Ella memang sedang tertidur di atas meja, terlihat sangat lelah. Setelah mengambil pesanan kopinya, Alfred berjalan mendekat ke arah meja Ella.

Ia melepaskan jas putihnya lalu ia rentangkan untuk menutupi tubuh Ella.

Alfred duduk sambil menatap wajah Ella, wajah Ella yang terlihat tidur tampak berbeda.

Terlihat wajah Ella sangat tenang, tanpa Alfred sadari tangannya sudah merapikan beberapa helai rambut Ella yang menutupi wajahnya.

Ella merasa ada yang menyentuh rambutnya, matanya terbuka pelan. Dan ia kaget karena Alfred sudah berada di depannya, duduk memandangi dirinya yang sedang tertidur lelap.

"Alfred..?!" Ucap Ella yang sadar tubuhnya tertutupi oleh jas putih milik Alfred.
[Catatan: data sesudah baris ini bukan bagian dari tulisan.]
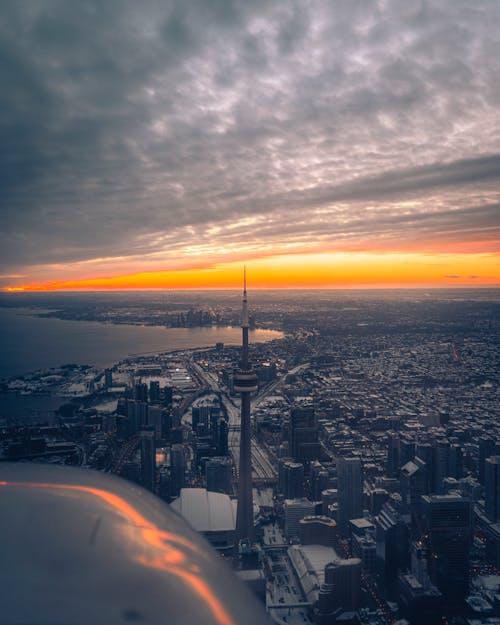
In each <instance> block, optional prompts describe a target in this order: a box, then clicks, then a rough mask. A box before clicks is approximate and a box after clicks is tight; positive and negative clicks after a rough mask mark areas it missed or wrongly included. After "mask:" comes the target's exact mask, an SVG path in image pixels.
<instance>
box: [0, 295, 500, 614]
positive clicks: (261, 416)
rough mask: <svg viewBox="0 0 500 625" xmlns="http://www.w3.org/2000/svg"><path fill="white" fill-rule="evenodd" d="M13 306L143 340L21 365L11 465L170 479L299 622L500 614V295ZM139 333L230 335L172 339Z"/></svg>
mask: <svg viewBox="0 0 500 625" xmlns="http://www.w3.org/2000/svg"><path fill="white" fill-rule="evenodd" d="M6 311H7V312H9V314H10V315H11V316H10V317H9V319H11V320H14V321H15V319H14V317H15V315H17V314H21V313H22V315H23V319H26V317H28V318H29V319H32V320H37V319H38V320H39V319H43V320H46V319H50V320H51V323H53V324H57V323H59V324H63V325H60V326H57V325H51V332H60V333H61V336H62V339H61V342H62V343H64V342H65V340H64V332H66V331H67V329H66V328H67V326H64V324H65V323H66V322H67V321H71V322H75V323H76V326H71V328H72V330H71V331H72V332H75V331H76V332H78V328H82V329H83V328H85V327H87V326H86V325H85V324H88V323H89V322H92V323H93V324H95V327H98V331H99V332H102V335H103V336H104V335H105V334H106V332H111V331H112V330H113V329H114V328H116V327H117V326H123V328H122V329H123V332H124V333H125V335H124V336H125V338H126V335H127V333H128V336H129V337H130V340H131V342H130V343H129V344H128V345H127V346H126V347H123V348H122V347H121V345H122V344H121V343H120V349H123V350H124V352H123V354H124V357H123V358H122V359H121V360H119V361H117V362H114V363H112V362H108V361H107V360H103V358H102V354H101V353H99V355H98V354H97V351H95V352H86V353H85V355H86V356H92V355H93V354H95V360H94V361H88V362H83V361H80V359H79V358H76V360H75V361H74V362H60V363H59V364H58V365H57V366H52V361H51V360H50V361H49V360H47V362H50V363H51V364H50V366H46V367H42V368H39V369H37V370H36V371H29V372H28V371H25V370H23V371H24V372H23V373H20V374H18V373H14V374H13V375H5V376H4V377H3V378H2V379H0V432H1V438H0V460H2V461H10V462H12V461H14V462H20V461H23V462H26V461H31V462H36V463H44V464H61V465H71V466H77V467H83V468H89V469H95V470H97V471H102V472H106V473H112V474H116V475H119V476H121V477H123V478H124V479H126V480H129V481H131V482H134V483H136V484H139V485H141V486H142V487H144V488H146V489H148V490H149V491H151V492H153V493H155V494H156V495H157V496H158V497H159V498H161V499H162V500H163V501H164V502H166V503H167V504H169V505H170V506H171V507H172V508H173V509H174V510H176V512H177V513H179V514H180V515H181V516H183V517H184V518H185V520H186V521H187V522H188V523H189V524H190V525H191V526H192V527H193V528H194V529H195V530H197V531H198V532H200V533H201V534H203V535H204V537H205V538H206V539H207V541H208V542H209V543H210V544H211V545H212V547H213V548H214V549H215V550H216V551H217V552H218V553H219V555H220V557H221V558H223V559H224V560H225V561H226V562H227V563H228V566H231V567H232V568H233V569H234V571H235V574H236V575H238V576H239V577H240V578H241V579H242V580H243V582H244V583H245V584H247V585H248V586H249V587H250V588H251V589H252V590H253V591H254V593H255V594H256V595H257V596H258V597H259V598H260V600H261V601H262V603H263V604H264V605H265V607H266V610H267V612H268V614H269V617H270V619H272V621H274V622H275V623H278V624H280V625H282V624H283V623H285V624H287V625H314V624H317V625H330V624H332V625H333V624H341V623H342V624H343V625H389V624H395V623H399V624H400V625H402V624H404V623H405V624H409V625H424V624H430V625H434V624H435V625H438V624H439V625H441V624H446V623H456V624H457V625H486V624H488V625H497V624H498V623H500V421H499V419H498V416H499V388H500V290H498V289H446V290H434V289H429V290H423V289H409V290H401V291H398V290H387V291H375V290H373V291H361V290H360V291H348V290H346V291H256V292H252V291H251V290H250V291H249V293H248V308H247V304H246V298H245V296H244V298H243V303H242V298H241V293H240V292H237V291H221V292H217V291H206V292H202V291H197V292H181V291H177V292H146V293H125V292H122V293H65V294H60V293H49V294H45V293H34V294H22V293H20V294H16V295H15V296H10V295H9V296H7V295H2V296H1V297H0V312H6ZM12 315H14V317H13V316H12ZM6 318H7V317H6ZM14 321H12V323H14ZM9 323H10V321H9ZM33 323H36V321H34V322H33ZM97 324H99V325H98V326H97ZM132 326H137V327H139V330H138V332H140V331H141V328H140V327H141V326H156V327H157V328H156V330H157V331H158V332H159V331H160V329H164V328H172V329H180V328H182V329H186V330H185V332H187V333H188V335H189V333H191V335H190V336H191V339H192V341H194V342H196V341H197V340H200V341H203V340H206V337H207V336H213V337H214V338H215V341H214V343H213V344H208V345H207V344H200V345H196V346H195V347H192V345H193V342H190V343H189V342H188V343H182V341H185V340H187V339H186V337H185V336H184V335H183V338H182V341H181V342H179V343H177V344H175V340H176V339H175V335H174V334H170V335H169V337H170V338H169V341H171V343H170V345H169V347H168V349H166V350H162V349H158V350H155V349H154V346H152V345H151V342H148V344H147V345H145V344H144V343H142V340H143V339H142V336H143V335H141V334H139V333H135V330H134V328H133V327H132ZM33 327H35V326H33ZM75 327H76V330H75ZM58 328H60V330H58ZM200 328H210V329H211V330H213V332H214V334H213V335H207V334H196V333H197V332H199V329H200ZM149 329H151V328H149ZM156 330H155V331H156ZM2 331H3V332H4V333H5V335H6V336H7V334H8V333H9V327H4V328H3V330H2ZM82 331H83V330H82ZM183 331H184V330H183ZM34 332H36V331H34ZM68 336H69V335H68ZM71 336H72V338H71V340H77V339H75V336H76V335H74V334H72V335H71ZM85 336H86V335H85ZM85 336H84V335H83V334H82V337H81V338H80V339H78V340H81V341H82V342H84V341H85V340H86V339H85ZM132 337H133V338H132ZM198 337H203V339H202V338H199V339H198ZM122 340H125V339H123V337H122V336H120V341H122ZM151 340H152V342H153V343H154V341H155V340H156V335H155V337H151ZM148 341H149V339H148ZM125 342H126V341H125ZM186 345H190V347H186ZM141 347H142V348H141ZM144 347H145V348H144ZM32 349H33V350H35V349H37V348H36V345H35V344H33V348H32ZM82 353H83V352H82ZM117 353H118V352H117ZM120 353H121V352H120ZM130 354H135V355H130ZM38 356H40V354H38ZM42 356H43V354H42ZM52 356H53V355H52ZM28 357H29V356H28V355H27V356H26V358H28ZM47 358H49V354H47ZM3 360H4V362H3V363H2V365H3V369H2V370H4V371H7V370H8V365H9V363H8V362H6V356H5V355H4V356H3ZM103 362H105V363H107V364H106V365H105V366H103V365H102V364H100V363H103ZM20 370H21V369H20ZM0 471H1V464H0ZM214 510H217V514H214V513H213V511H214Z"/></svg>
"Ahh.. Ella maafkan aku. Aku tidak mau membangunkanmu yang sedang tidur. Kau tampak nyenyak dan lelah." Ucap Alfred yang menerima pemberian jas miliknya dari tangan Ella.

"Ah... tidak apa-apa, dok. Justru aku yang harusnya merasa malu, karena tidak sengaja tertidur." Ucap Ella dan mulai bangkit.

"Kau sudah mau pergi?" Tanya Alfred yang sadar bahwa Ella sedang menghindarinya,

"Aku harus menemani ibuku." Jawab Ella cepat mencari alasan.